Storage optimization

Convert numeric data to a more compact string representation:

# Example with custom conversion functions
# (requires defining custom functions in a package)
write_vc(
  data,
  file = "data",
  root = root,
  sorting = "id",
  convert = list(
    large_number = c(
      write = "mypackage::to_scientific",
      read = "mypackage::from_scientific"
    )
  )
)

Data standardization

Ensure consistent formatting across different data sources:

# Convert dates to ISO format
write_vc(
  data,
  file = "events",
  root = root,
  sorting = "id",
  convert = list(
    event_date = c(
      write = "mypackage::to_iso_date",
      read = "mypackage::from_iso_date"
    )
  )
)

Important notes

  • Package availability: All packages referenced in the convert argument must be available when calling write_vc() and read_vc(). The function checks for package availability at read and write time.

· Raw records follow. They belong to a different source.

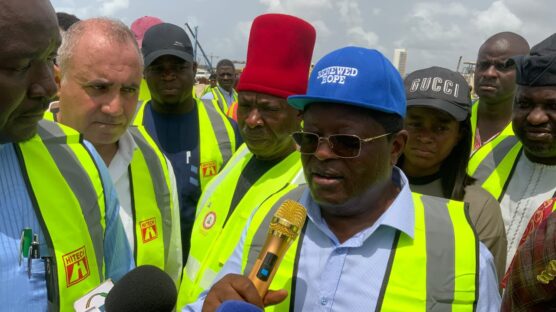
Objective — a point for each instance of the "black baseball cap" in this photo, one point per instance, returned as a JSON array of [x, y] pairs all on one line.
[[166, 39], [539, 67], [439, 88]]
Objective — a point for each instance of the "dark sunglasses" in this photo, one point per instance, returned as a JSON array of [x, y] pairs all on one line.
[[505, 66], [343, 145]]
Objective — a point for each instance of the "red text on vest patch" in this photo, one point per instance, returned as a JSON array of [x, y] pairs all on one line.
[[208, 169], [77, 266], [149, 231]]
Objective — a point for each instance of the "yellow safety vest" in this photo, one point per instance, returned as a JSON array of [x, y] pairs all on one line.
[[216, 137], [67, 193], [507, 131], [151, 202], [437, 269], [214, 238], [223, 104]]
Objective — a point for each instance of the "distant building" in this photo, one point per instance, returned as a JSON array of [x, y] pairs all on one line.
[[400, 61]]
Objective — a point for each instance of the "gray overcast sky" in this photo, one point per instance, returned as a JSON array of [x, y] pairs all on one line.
[[433, 32]]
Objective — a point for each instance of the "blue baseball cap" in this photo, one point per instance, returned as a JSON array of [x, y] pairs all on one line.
[[355, 76]]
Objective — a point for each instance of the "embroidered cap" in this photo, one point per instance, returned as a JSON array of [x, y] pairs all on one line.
[[355, 76]]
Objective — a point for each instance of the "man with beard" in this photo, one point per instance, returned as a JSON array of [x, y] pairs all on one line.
[[195, 135], [60, 231], [368, 243], [278, 59], [527, 180], [98, 97], [491, 114]]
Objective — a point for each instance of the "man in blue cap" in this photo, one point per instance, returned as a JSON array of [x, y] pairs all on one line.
[[368, 243]]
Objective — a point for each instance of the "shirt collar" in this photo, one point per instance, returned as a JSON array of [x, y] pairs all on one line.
[[400, 215], [225, 92], [126, 146]]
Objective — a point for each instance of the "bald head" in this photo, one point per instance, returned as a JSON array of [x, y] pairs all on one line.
[[29, 35], [111, 31], [508, 42], [494, 75]]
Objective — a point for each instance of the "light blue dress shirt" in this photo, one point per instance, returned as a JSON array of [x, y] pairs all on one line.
[[228, 96], [334, 276], [18, 292]]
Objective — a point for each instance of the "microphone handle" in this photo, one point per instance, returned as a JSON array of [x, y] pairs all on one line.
[[267, 262]]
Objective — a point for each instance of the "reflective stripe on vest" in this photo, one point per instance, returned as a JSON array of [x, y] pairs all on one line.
[[216, 137], [70, 208], [144, 92], [214, 238], [474, 112], [232, 111], [151, 201], [507, 131], [437, 270], [493, 164], [219, 96], [440, 264]]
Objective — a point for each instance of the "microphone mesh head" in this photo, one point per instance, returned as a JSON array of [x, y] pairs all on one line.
[[288, 219]]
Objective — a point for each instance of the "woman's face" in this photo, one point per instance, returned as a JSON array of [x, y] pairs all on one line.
[[432, 136]]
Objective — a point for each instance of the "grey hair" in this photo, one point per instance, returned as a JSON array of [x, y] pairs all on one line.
[[114, 30]]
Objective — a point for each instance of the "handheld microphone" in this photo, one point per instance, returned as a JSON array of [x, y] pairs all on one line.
[[238, 306], [283, 230], [145, 288]]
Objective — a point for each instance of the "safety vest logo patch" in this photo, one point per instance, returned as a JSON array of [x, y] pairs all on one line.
[[77, 266], [209, 220], [149, 231], [208, 169]]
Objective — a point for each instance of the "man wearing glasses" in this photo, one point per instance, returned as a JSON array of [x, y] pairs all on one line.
[[494, 83], [195, 135], [368, 244]]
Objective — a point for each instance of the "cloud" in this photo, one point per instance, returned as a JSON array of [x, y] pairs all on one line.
[[429, 10], [350, 13], [110, 7], [364, 38], [431, 25], [496, 18], [296, 7], [321, 28]]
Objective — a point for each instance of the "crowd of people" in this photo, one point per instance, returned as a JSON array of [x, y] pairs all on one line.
[[417, 197]]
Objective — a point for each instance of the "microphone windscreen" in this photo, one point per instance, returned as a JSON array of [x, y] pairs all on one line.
[[144, 289], [237, 306]]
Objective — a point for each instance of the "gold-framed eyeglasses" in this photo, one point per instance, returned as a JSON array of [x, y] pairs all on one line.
[[343, 145]]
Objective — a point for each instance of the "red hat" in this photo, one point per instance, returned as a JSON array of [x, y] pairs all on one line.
[[140, 26], [278, 55]]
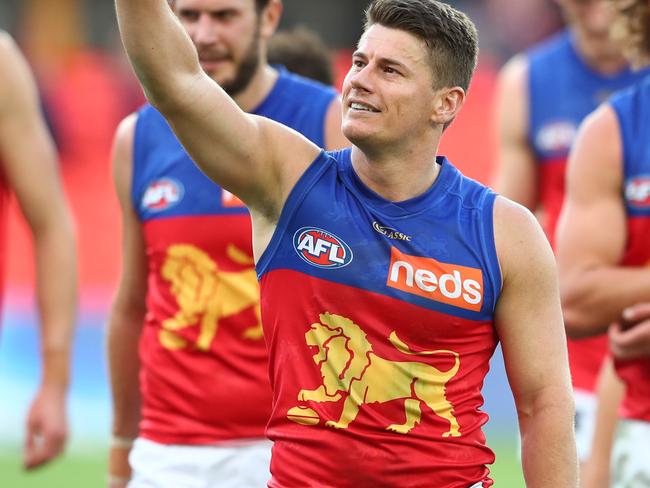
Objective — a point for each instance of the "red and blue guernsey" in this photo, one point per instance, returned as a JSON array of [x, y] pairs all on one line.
[[632, 108], [4, 198], [563, 90], [204, 375], [379, 321]]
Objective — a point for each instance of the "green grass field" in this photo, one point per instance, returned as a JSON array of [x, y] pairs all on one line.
[[87, 469]]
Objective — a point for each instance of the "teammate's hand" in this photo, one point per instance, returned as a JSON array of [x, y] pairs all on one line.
[[634, 341], [47, 428], [119, 471]]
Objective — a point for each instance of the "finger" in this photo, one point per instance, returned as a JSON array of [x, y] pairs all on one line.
[[640, 311]]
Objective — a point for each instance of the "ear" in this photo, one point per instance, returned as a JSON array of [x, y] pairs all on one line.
[[270, 18], [447, 104]]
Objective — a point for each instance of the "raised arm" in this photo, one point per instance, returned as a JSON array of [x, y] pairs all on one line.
[[592, 232], [127, 315], [529, 324], [253, 157], [29, 163], [517, 173]]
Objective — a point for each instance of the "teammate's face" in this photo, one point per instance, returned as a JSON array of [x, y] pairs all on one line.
[[592, 17], [388, 92], [226, 34]]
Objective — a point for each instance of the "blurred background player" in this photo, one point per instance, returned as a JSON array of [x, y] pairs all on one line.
[[301, 51], [543, 95], [188, 293], [603, 237], [28, 168]]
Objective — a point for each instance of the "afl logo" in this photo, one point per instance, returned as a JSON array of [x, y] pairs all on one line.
[[162, 194], [321, 248], [637, 192]]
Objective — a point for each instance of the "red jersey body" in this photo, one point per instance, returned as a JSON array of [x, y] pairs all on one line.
[[379, 322], [632, 108], [204, 375]]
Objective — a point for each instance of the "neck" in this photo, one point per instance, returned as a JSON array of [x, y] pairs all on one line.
[[397, 177], [600, 54], [258, 89]]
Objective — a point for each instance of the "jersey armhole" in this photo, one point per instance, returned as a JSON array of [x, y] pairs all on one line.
[[137, 158], [298, 193], [489, 245]]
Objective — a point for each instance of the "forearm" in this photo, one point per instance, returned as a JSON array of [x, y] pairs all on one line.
[[56, 277], [124, 331], [158, 47], [593, 299], [548, 442]]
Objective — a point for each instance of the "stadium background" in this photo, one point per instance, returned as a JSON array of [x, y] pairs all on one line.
[[87, 88]]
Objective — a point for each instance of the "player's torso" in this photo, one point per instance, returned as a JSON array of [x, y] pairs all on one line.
[[633, 111], [563, 90], [378, 318], [205, 367]]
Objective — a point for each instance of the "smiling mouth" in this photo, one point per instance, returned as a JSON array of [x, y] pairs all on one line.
[[362, 107]]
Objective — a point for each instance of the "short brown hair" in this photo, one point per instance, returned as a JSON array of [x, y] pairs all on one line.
[[449, 34], [632, 29], [259, 4], [302, 52]]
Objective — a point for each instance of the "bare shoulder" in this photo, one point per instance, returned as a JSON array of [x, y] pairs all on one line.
[[520, 242]]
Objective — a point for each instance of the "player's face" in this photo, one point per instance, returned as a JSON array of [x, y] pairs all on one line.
[[592, 17], [388, 92], [226, 34]]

  • Function validation: The function validates that the specified functions exist in the specified packages.

  • Metadata storage: Conversion specifications are stored in the metadata YAML file, ensuring that read_vc() knows how to reverse the transformations.

  • Strict mode: When updating existing files, changes to the convert argument are detected by compare_meta() and will trigger an error in strict mode or a warning in non-strict mode.

Limitations

  • The convert argument only accepts functions in the package::function format. Anonymous functions or functions from the global environment are not supported.

  • Conversions must be reversible. The read function should be able to restore the original data from the converted form.

  • The conversion is applied before meta() processes the data, so optimizations (like factor encoding) work on the converted data.